Cuando da con alguno de estos objetos con valor, García intenta entonces, con la ayuda de los expertos y la investigación que hace en Internet, contextualizarlos. "Me han recalcado que es muy importante contextualizar los objetos. Si aparecen dos piezas juntas, y una creo que no tiene valor, hay que conservarlas ambas porque puede darnos pistas sobre la otra", afirma. "Cualquier escrito, fecha, nombre, etc. es útil. Es muy importante guardar los objetos en un conjunto", detalla.

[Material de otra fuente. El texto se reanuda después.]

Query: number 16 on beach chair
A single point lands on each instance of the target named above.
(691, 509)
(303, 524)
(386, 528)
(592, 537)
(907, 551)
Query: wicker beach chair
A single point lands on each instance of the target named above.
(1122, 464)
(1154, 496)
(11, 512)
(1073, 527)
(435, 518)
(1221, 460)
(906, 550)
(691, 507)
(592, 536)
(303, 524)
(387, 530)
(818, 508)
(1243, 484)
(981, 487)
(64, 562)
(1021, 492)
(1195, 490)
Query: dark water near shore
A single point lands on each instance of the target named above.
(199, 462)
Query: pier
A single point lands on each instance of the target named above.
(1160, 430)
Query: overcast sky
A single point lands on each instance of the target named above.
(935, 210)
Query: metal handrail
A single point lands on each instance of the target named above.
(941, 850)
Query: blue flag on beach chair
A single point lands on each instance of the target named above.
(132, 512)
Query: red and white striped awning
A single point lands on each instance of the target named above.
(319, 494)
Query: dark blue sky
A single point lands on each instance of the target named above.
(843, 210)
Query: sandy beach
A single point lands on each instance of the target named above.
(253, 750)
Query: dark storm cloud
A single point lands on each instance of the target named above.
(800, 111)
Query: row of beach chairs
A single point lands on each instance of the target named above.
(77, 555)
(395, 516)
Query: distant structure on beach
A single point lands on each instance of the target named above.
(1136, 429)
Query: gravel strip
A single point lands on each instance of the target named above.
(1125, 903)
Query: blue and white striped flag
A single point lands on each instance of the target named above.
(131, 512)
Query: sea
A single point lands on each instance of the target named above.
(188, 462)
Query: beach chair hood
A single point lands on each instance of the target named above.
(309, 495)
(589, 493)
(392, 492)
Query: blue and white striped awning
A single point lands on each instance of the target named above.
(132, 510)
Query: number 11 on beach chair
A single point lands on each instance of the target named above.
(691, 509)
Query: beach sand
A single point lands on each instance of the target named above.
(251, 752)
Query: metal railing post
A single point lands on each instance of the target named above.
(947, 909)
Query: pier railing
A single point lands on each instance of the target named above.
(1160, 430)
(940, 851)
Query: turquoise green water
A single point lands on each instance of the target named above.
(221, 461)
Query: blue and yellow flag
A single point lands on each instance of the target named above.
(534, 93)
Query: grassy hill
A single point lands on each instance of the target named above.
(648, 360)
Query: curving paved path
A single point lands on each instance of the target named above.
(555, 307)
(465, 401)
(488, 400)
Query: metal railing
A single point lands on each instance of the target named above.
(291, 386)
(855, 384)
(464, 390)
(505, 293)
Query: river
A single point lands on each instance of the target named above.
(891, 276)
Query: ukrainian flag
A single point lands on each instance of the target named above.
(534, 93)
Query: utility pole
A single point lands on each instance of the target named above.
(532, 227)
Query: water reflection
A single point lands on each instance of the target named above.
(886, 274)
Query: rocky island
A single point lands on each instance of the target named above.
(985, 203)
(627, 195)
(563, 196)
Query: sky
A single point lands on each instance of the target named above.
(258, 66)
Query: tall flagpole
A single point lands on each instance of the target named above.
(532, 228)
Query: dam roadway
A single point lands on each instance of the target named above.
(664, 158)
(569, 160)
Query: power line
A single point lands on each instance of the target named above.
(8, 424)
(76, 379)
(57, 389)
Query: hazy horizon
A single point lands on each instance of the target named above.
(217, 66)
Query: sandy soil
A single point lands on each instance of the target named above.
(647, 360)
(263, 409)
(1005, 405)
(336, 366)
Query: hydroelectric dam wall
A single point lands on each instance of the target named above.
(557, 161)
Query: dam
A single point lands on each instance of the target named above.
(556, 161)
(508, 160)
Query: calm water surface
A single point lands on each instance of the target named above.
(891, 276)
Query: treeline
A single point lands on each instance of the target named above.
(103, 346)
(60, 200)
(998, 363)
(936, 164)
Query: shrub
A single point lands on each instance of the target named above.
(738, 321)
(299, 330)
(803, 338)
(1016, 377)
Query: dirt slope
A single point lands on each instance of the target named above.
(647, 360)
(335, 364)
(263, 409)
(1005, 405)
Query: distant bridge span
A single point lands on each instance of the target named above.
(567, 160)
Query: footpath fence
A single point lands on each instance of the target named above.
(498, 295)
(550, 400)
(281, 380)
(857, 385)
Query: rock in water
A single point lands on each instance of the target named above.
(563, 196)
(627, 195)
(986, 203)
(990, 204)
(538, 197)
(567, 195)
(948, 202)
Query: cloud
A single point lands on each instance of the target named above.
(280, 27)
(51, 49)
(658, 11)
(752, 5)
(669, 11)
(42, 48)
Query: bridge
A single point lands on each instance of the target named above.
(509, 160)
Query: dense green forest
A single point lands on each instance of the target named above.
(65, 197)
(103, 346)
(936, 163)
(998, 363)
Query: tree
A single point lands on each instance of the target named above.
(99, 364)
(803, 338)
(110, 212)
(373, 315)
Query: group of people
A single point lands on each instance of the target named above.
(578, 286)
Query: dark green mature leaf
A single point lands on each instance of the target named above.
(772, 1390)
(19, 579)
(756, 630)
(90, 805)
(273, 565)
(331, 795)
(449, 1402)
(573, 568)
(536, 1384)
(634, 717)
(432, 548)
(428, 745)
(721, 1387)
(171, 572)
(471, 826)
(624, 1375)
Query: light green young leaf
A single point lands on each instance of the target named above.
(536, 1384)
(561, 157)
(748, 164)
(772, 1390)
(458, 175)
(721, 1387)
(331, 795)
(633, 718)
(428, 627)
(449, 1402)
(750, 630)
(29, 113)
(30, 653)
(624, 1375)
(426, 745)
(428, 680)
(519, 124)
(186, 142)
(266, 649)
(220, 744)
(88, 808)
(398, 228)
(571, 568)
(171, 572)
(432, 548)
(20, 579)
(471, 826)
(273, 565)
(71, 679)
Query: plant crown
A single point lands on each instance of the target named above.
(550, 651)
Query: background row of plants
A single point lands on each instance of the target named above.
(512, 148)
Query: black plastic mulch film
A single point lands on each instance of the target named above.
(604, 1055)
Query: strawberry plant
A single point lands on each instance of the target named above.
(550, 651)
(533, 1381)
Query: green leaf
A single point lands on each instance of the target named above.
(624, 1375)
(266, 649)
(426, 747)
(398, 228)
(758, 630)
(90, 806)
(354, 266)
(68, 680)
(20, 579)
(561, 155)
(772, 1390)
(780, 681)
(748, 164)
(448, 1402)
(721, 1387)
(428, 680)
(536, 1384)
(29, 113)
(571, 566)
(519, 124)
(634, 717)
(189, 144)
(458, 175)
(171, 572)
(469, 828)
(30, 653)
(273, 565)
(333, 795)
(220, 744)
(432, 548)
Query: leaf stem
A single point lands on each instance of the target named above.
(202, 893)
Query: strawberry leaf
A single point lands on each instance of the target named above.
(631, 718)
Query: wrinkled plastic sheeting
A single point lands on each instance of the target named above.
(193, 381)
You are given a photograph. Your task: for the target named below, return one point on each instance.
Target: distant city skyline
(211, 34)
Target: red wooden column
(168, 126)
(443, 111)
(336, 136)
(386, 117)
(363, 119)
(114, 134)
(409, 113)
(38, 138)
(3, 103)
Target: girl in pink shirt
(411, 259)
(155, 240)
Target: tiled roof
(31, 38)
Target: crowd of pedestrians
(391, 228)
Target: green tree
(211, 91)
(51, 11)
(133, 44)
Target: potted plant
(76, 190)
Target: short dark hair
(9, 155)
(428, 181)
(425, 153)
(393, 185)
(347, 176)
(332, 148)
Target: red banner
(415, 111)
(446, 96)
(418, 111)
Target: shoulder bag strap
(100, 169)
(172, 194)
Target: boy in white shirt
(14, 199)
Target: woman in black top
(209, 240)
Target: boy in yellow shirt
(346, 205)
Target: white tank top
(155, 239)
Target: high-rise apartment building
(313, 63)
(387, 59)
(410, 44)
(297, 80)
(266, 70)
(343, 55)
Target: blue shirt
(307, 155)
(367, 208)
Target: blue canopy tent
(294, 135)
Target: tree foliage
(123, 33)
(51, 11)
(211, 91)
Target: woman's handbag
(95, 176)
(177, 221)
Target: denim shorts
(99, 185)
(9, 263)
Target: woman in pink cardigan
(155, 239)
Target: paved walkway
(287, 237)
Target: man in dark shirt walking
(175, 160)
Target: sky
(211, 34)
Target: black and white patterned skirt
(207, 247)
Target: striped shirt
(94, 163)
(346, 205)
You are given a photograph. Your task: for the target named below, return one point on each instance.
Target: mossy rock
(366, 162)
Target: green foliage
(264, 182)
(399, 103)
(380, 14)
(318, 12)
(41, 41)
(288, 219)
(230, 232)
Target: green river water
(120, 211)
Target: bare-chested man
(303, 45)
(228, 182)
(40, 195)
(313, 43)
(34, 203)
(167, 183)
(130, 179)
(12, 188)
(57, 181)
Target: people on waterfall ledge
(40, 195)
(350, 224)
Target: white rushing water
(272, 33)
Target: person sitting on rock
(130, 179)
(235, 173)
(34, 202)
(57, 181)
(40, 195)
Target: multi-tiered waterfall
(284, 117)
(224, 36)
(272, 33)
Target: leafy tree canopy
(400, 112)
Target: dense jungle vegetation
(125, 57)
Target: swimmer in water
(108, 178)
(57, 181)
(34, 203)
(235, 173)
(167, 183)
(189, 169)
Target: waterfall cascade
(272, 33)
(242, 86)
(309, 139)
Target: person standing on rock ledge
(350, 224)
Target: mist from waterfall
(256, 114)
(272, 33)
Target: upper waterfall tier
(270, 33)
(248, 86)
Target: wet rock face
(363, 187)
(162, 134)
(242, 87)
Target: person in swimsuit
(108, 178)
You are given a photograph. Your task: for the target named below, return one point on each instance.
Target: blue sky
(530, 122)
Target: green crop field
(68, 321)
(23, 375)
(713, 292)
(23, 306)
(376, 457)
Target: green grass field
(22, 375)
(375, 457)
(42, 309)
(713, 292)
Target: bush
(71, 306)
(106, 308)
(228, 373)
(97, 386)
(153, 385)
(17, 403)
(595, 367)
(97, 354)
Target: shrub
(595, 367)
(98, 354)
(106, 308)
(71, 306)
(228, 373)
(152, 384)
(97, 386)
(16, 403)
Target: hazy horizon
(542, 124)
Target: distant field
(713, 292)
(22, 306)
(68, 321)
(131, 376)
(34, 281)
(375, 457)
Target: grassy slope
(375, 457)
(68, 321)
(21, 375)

UNA CAJA DE LATÓN CON FOTOS ANTIGUAS
Cuando le pedimos que nos enseñe algo a lo que le tenga cariño, mira hacia los pasillos y no se decide. "Todo lo es. Todos estos objetos han sido míos mientras han estado en mis manos", se explica. Enseña entonces una caja de latón con motivos verdosos en la que guarda "las fotos antiguas que me han llamado la atención, por lo que sea". "La mayoría son bonitas, otras divertidas. Es lo único que guardo"."Luego en casa soy minimalista", ríe.
Cree que se puede sacar la parte positiva de la tendencia de lo vintage. "Estamos ante una moda que ayuda a que estas piezas no queden en el olvido. Es importante para que sigan en circulación", opina. La nostalgia, dice, también está muy relacionada con la moda de lo vintage. "La gente viene a la tienda, ve un juguete que no ha podido tener en su infancia, y lo quiere. Lo mismo ocurre con una pieza que le recuerda a sus padres o a una época feliz en la casa de su abuela", cuenta.